# soundblaster



## hotrize (Jun 11, 2011)

hello. My problem is windows 7. I was wondering if you could download everything on windows xp from my desktop pc ,and then transfer results from REW to my laptop which has windows 7 .If this works guide me through process please. I'm not very computer savy. 
THANKS HOTRIZE.


----------



## EarlK (Jan 1, 2010)

> hello. My problem is windows 7. I was wondering if you could download everything on windows xpfrom my desktop pc ,and then transfer results from REW to my laptop which has windows 7 .If this works guide me through process please. I'm not very computer savy.


I'm afraid you're not getting your message across ( at least to me ) .

For instance ;

_ What's the point in trying to include your new ( Win7 ) laptop into your measurement process ? 
- If it is because your old machine isn't hooked up to the internet / then please say so .


[ii] If your Soundblaster soundcard works better on an older computer that's running XP / then run REW on that older computer and keep all your measurements on that machine .
- You can always transfer files from one machine to the other by using a  USB memory stick ( flash drive ) . 

- 

- Simply keep a working copy of REW on both machines .

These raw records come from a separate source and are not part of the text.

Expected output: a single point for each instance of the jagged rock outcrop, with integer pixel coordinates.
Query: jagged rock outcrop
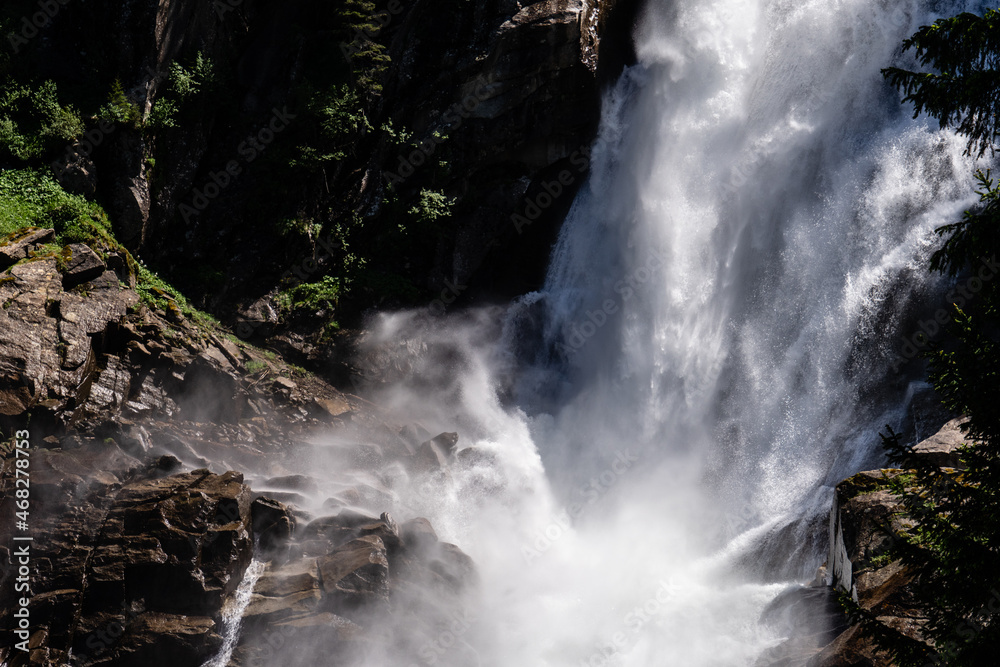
(329, 593)
(135, 561)
(864, 521)
(129, 568)
(534, 73)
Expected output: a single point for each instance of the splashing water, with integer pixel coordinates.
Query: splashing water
(232, 614)
(659, 428)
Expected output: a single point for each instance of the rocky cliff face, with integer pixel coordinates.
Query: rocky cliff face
(497, 98)
(864, 521)
(138, 552)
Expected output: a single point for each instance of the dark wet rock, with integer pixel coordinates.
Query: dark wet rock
(81, 264)
(77, 173)
(19, 245)
(273, 522)
(863, 522)
(129, 570)
(356, 573)
(941, 449)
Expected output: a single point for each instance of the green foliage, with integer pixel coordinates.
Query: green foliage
(336, 120)
(359, 31)
(319, 296)
(963, 90)
(33, 122)
(119, 109)
(255, 366)
(431, 207)
(953, 546)
(976, 236)
(198, 80)
(33, 198)
(162, 115)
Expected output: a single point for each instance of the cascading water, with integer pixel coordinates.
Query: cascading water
(232, 614)
(711, 352)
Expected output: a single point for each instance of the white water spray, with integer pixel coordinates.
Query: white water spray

[iii] If your XP machine doesn't have internet access / then download REW onto any computer that does ( to the desktop for easy retreival ) .

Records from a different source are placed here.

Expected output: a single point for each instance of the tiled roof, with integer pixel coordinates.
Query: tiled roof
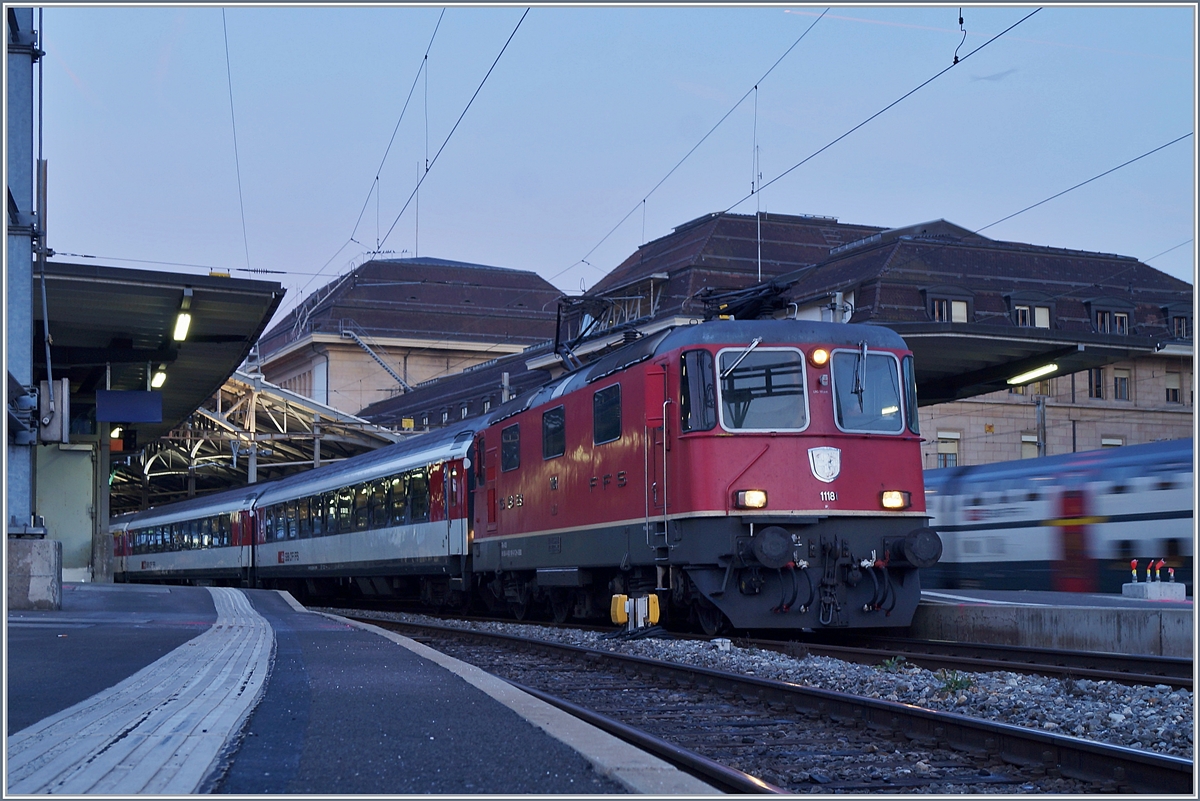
(426, 297)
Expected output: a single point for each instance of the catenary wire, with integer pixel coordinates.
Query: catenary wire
(892, 104)
(447, 140)
(679, 163)
(233, 120)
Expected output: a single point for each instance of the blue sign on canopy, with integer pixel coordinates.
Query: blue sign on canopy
(124, 407)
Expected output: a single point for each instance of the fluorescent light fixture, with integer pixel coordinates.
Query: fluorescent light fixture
(1025, 378)
(183, 321)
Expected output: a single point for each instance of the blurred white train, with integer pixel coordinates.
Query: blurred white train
(1069, 523)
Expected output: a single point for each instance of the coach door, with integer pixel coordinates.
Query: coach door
(1075, 571)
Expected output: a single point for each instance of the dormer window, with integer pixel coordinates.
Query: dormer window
(1031, 309)
(948, 303)
(1110, 314)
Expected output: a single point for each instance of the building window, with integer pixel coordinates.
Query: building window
(1029, 446)
(510, 447)
(1120, 385)
(553, 433)
(948, 449)
(1173, 387)
(606, 415)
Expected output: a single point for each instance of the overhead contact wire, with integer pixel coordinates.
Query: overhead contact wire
(435, 161)
(889, 106)
(702, 139)
(233, 120)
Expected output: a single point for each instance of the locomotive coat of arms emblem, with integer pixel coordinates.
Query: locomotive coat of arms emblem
(826, 463)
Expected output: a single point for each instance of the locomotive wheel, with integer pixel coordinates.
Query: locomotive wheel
(561, 606)
(520, 609)
(709, 618)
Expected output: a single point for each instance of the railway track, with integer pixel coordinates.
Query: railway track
(1125, 668)
(802, 739)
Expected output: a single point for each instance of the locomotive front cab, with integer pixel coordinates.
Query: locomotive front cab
(797, 498)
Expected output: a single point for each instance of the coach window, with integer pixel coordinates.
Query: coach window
(867, 391)
(510, 447)
(419, 497)
(305, 516)
(697, 392)
(553, 433)
(763, 389)
(606, 415)
(331, 513)
(346, 510)
(399, 499)
(361, 506)
(379, 504)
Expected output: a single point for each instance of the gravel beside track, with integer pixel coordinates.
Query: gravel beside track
(1153, 718)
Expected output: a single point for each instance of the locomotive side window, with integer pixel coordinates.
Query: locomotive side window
(763, 390)
(910, 395)
(867, 391)
(553, 433)
(606, 415)
(419, 497)
(510, 447)
(697, 392)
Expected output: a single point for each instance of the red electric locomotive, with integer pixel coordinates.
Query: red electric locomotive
(765, 474)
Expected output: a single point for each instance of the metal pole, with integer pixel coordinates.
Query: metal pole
(1042, 425)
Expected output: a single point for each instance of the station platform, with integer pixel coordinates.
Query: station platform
(178, 690)
(1072, 621)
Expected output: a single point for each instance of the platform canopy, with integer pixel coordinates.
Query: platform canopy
(114, 327)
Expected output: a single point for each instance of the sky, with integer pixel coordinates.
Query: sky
(556, 164)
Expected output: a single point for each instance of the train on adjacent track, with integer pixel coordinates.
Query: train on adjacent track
(1072, 523)
(757, 474)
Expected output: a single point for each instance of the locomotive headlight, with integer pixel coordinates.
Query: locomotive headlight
(750, 499)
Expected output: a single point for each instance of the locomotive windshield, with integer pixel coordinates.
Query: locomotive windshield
(763, 391)
(867, 391)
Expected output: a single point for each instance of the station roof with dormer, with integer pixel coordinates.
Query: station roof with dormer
(425, 299)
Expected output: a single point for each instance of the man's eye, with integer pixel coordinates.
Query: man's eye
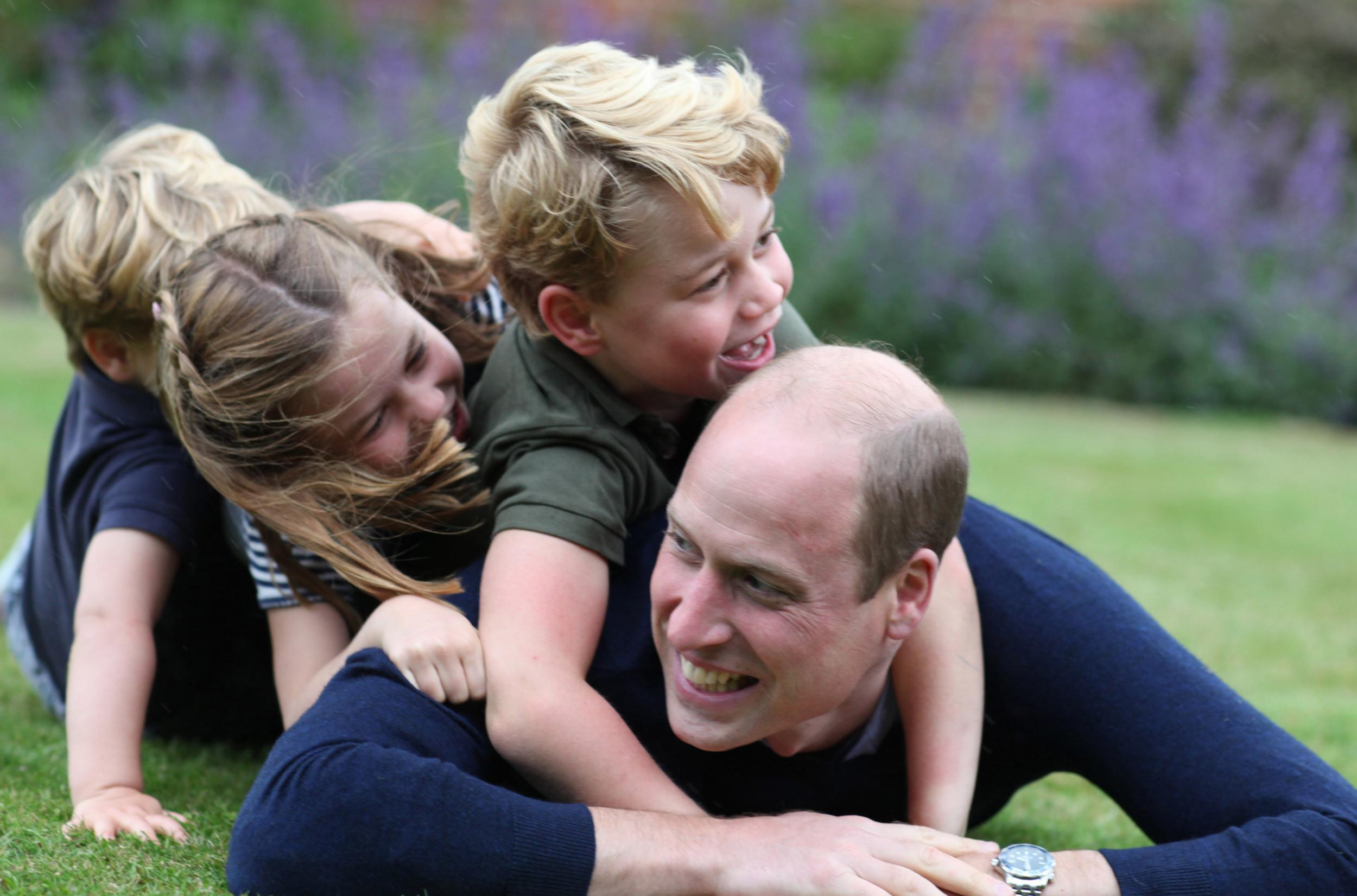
(759, 587)
(680, 542)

> Download ;  *wizardinstallv5.01beta7.exe * . 

> When you first click on the file to download , choose "Save" ( instead of running the installer ) .










> Once you choose "Save" , a dialogue box opens asking you where do you want to save it . Choose DeskTop .










> Insert a USB Memory Stick into your compter ( that has the new downloaded REW file ) .
> Double Click the memory sticks icon to open its' window ( from within my computer ) .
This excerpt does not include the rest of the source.